Retirement in Presidential College Ranks Opens Diversity Door
College presidents must be able to multitask. Though not in the official job descriptions, these administrative leaders must be figureheads, court the general public, delegate effectively and always keep an eye on the horizon to guide their ships to bigger, better waters. It is a tough job and like many high-profile ones, comes with its share of scrutiny in the public eye.
As the latest wave of college presidents looks towards retirement, the higher education community has the opportunity to promote a more diverse presidential core. The next five years will set the tone for college leadership at the highest level for the coming decades and really for the entire student population too.
Just the Facts
• 61. Average age of college presidents in 2011.
• 92. Percentage of college presidents aged in the mid-50s to mid-70s.
• 14. Average number of years retiring college presidents first serve in the role.
• 40. Normal number of new college presidents in the American Association of State Colleges and Universities every year.
• 109. Actual number of new college presidents from April 2011 to August 2012.
• 6. Number of new college presidents this school year in the California State system alone.
• 13. Percentage of college presidents who are racial or ethnic minorities, as of 2012.
• 14. Percentage of college presidents who were racial or ethnic minorities in 2006.
• 26. Percentage of women college presidents.
In the past, college presidents from other schools and college vice presidents have most often ascended the ranks to fill empty presidential seats. While this still happens about 19 and 25 percent of the time, respectively, other leaders like provosts and deans are increasingly being considered to fill the college president vacancies. Some schools even search outside the college community to find leaders from other industries that fit the bill. There is really no hiring formula that applies to all college president spots and a “qualified” candidate could feasibly jump several levels of hierarchy to claim the spot.

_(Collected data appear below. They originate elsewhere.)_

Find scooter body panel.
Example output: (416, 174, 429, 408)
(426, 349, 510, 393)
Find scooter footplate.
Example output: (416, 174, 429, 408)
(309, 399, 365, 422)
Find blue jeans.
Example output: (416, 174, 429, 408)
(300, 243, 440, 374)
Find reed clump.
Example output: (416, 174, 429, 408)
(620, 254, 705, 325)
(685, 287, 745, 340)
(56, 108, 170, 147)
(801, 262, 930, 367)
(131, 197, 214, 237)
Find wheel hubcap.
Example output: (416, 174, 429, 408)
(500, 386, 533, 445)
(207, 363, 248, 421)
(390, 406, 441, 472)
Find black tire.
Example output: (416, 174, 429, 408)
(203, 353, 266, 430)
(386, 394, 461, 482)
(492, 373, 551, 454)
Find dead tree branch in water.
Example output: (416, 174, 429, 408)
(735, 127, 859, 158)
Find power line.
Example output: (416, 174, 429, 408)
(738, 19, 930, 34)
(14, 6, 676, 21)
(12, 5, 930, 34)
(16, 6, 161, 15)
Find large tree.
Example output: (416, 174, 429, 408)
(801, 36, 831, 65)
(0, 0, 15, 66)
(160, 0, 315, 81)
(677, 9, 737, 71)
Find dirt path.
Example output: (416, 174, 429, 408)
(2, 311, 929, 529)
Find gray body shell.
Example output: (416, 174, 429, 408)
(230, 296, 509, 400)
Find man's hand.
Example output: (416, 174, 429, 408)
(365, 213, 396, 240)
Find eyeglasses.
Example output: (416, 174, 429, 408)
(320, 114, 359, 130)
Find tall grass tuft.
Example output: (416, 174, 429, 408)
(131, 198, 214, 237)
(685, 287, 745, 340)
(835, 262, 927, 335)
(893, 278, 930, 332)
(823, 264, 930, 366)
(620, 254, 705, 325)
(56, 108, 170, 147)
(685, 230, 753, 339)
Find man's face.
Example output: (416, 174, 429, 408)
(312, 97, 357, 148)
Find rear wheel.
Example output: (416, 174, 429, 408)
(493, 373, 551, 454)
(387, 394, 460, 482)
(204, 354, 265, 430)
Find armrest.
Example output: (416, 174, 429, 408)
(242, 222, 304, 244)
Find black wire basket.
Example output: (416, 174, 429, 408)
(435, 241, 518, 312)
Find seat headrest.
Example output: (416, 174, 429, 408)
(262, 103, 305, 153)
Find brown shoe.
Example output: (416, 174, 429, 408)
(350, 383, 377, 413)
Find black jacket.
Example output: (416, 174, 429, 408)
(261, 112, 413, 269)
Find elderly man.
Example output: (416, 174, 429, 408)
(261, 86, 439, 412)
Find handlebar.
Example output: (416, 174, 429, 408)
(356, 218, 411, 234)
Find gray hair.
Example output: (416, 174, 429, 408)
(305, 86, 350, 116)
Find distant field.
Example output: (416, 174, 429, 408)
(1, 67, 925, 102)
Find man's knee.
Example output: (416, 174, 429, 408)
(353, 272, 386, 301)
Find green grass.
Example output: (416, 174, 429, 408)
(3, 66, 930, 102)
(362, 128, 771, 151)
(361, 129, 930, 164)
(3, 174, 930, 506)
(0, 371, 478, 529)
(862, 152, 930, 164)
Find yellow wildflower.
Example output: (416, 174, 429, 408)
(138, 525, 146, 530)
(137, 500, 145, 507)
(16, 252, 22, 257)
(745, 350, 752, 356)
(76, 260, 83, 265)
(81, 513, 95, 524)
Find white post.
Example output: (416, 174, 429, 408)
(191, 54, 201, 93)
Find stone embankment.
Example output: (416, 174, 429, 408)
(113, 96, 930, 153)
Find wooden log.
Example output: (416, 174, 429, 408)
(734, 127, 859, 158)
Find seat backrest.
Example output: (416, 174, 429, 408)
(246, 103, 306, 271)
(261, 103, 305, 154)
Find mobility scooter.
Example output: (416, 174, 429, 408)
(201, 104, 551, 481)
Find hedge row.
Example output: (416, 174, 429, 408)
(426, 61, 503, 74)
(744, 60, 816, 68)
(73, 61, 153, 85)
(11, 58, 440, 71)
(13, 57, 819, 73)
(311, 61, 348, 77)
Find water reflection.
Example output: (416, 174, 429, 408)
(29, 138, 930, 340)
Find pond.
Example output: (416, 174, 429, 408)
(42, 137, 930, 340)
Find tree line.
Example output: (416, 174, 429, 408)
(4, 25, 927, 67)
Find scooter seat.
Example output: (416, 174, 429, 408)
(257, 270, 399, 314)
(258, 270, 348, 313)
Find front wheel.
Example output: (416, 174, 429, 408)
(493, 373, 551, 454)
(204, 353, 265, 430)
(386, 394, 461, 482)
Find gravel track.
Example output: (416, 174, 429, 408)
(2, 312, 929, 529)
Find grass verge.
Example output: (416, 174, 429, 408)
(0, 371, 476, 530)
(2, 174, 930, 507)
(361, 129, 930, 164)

Encouraging Diversity in Presidential Ranks
The first step to building diversity at the highest college administrative level is simply recognizing the opportunity at hand. American institutions of higher education often consider how a diverse student, and even faculty, population should look but do not extend that to top-tier leadership roles. Colleges need to rethink that strategy. I believe the trickle-down diversity effect works well in college settings. Instead of starting with the largest group (students), start cultural change at the top of the pyramid. If a school has a well-balanced student population already in place, chances are that the faculty and administration reflect that fact too.
The next step is to actively include diversity in the search process. I’m not saying that white men with the right qualifications should be excluded from the running; I just mean that colleges with open president seats should make sure the short list of candidates has some variety in experience, ethnicity, sex and race. The Rooney Rule, established in 2003 by the NFL, mandates that at least one minority candidate be interviewed for all head coaching spots. I think colleges need to do that same with their academic leaders.
Those in lower to middle-level leadership roles in colleges that have presidential aspirations should get ready now. Make sure your name is associated with talks about the future of the college by getting yourself involved in the action. Get published. Envision yourself on the same plane as the college presidents that went before you but realize that you have a unique voice to lend to the college community you want to lead. Embrace the turning tides. Be an active part of the changes in college administration and you will in turn be part of the progress.